Given the large background seen after Cytochalasin B as well as in the normal cells one needs some quantitative statements about comparative camera settings for image capture comparisons.

We performed cutting edge imaging and we did correct for background, used the same camera settings and exposure times. We are happy to provide the raw data for the reviewer’s information.

Figure 1C. The anti-actin antibody seems to give different staining and is deemed (subsection “Chromobodies label F-actin structures in P. falciparum asexual stages and in gametocytes”) to recognise both G and F actin. There is no biochemistry on the antibody – (blot of whole cell extracts, IP, etc.) so specificity not known. I don't feel confident about this conclusion when I compare the images.

The widely used anti-actin antibody has been previously published and characterised by the Baum group as suggested by this reviewer (Angrisano et al., 2012). We show that it does recognise the same structures and it is not surprising that slightly different staining patterns for F-actin can be obtained with different reagents. In this case, one also needs to consider that CB-Emerald binds actin prior to fixation and permeabilization in living cells, whereas the anti-actin antibody recognises the same structures after fixation.

We take the liberty of showing some images presented in Angrisano et al., which are fully consistent with the stain obtained with CB in our study:

Figure 4 Angrisano et al., 2012: Rings treated with or without Jas: Please compare to our Figure 1A,C;

Invasion of merozoite, Figure 6C of Angrisano et al., 2012: Please compare to our Figure 2.

Subsection “Chromobodies label F-actin structures in P. falciparum asexual stages and in gametocytes”. If chromobodies can bind to PfACT1 and actin2 (where is biochemical evidence?) then why conclude that the filaments could be built from both proteins? Why not of individual ones or a mix?

Since the actin-chromobodies used in our study can bind to actins from all eukaryotes tested so far and also to PfActin-1 (Bookwalter et al., 2017) there is no reason CB-EME will not bind actin-2. We would like to point out that based on expression (and what is known from other studies, see Hlisc et al., 2014), we would assume that PfAct-2 is detected in gametocyte.

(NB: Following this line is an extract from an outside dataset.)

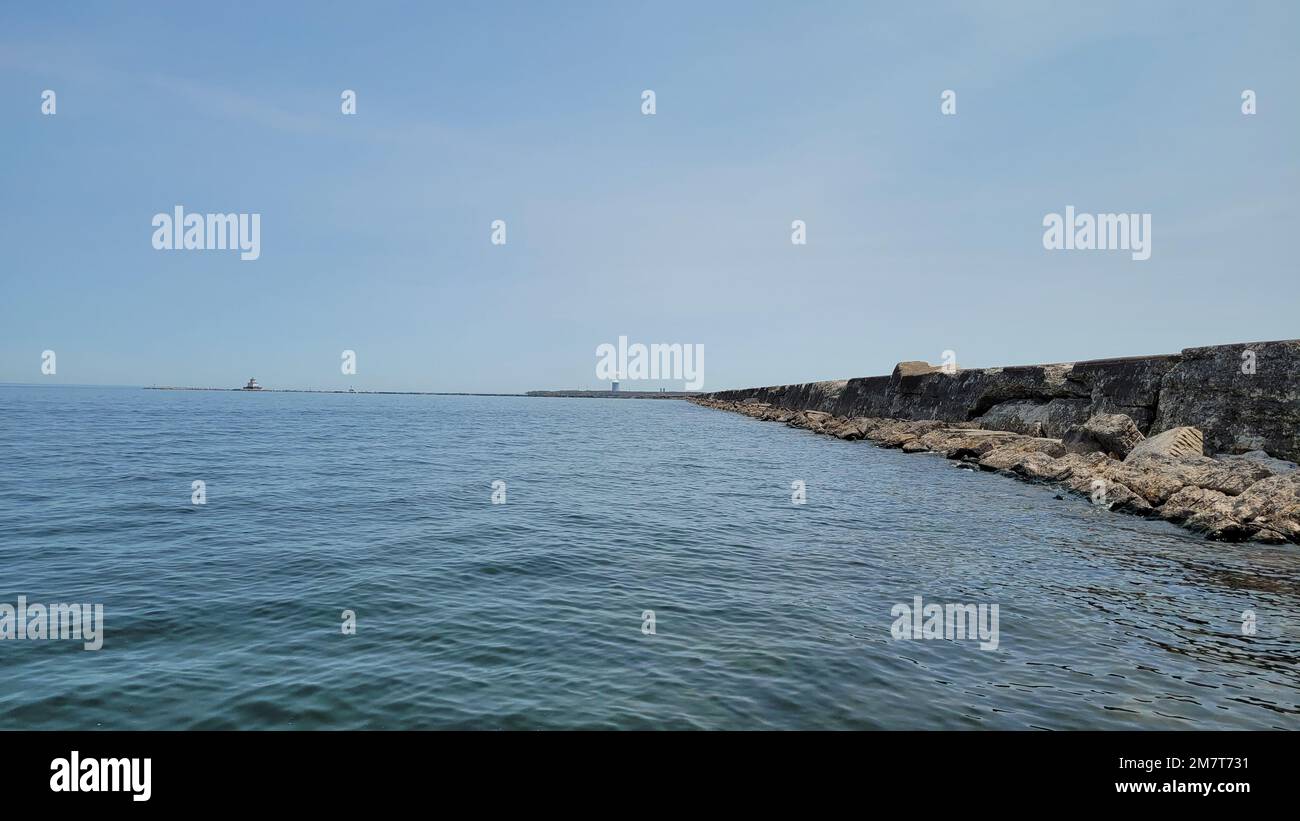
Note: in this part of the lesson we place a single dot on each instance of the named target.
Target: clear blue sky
(924, 231)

Again, please note that the stain we show in Figure 1 for gametocyte is almost identical to the F-actin stain presented in Hlisc et al., 2014 for gametocytes.

Subsection “Highly dynamic F-actin-rich filopodia-like structures extend outward from the periphery of growing parasites”. Structures are deemed to be highly dynamic and changing. This is very unscientific language given the data. What does it mean? Do the structures disappear and reappear? Do they move? Increase in size and decrease? Also, whatever they do can numbers not be given – time, number of events observed, number of types of events, etc.

The statements have been corrected. We will be happy to edit the text further, based on helpful comments from the reviewers.

Subsection “Chromobodies label F-actin structures in P. falciparum asexual stages and in gametocytes”. "passes through the whole cell" – unfortunate use of English.

We have corrected these statements.

Subsection “Chromobody labelled F-actin structures disappear upon disruption of PfACT1”. Figure 3F the authors speak about the close association of apicoplast with F actin. Actually, all one can see on this image is a large collection of dots. Why are there so many of different types if there should be only one apicoplast per cell?

The image depicts a schizont, meaning nucleus and apicoplast have already been divided. The apicoplast is then organised in a “tubular-like” network, before fission occurs, so that each merozoite obtains a single apicoplast (see vanDooren et al., 2005). Therefore, a staining pattern like the one shown in this study is fully expected.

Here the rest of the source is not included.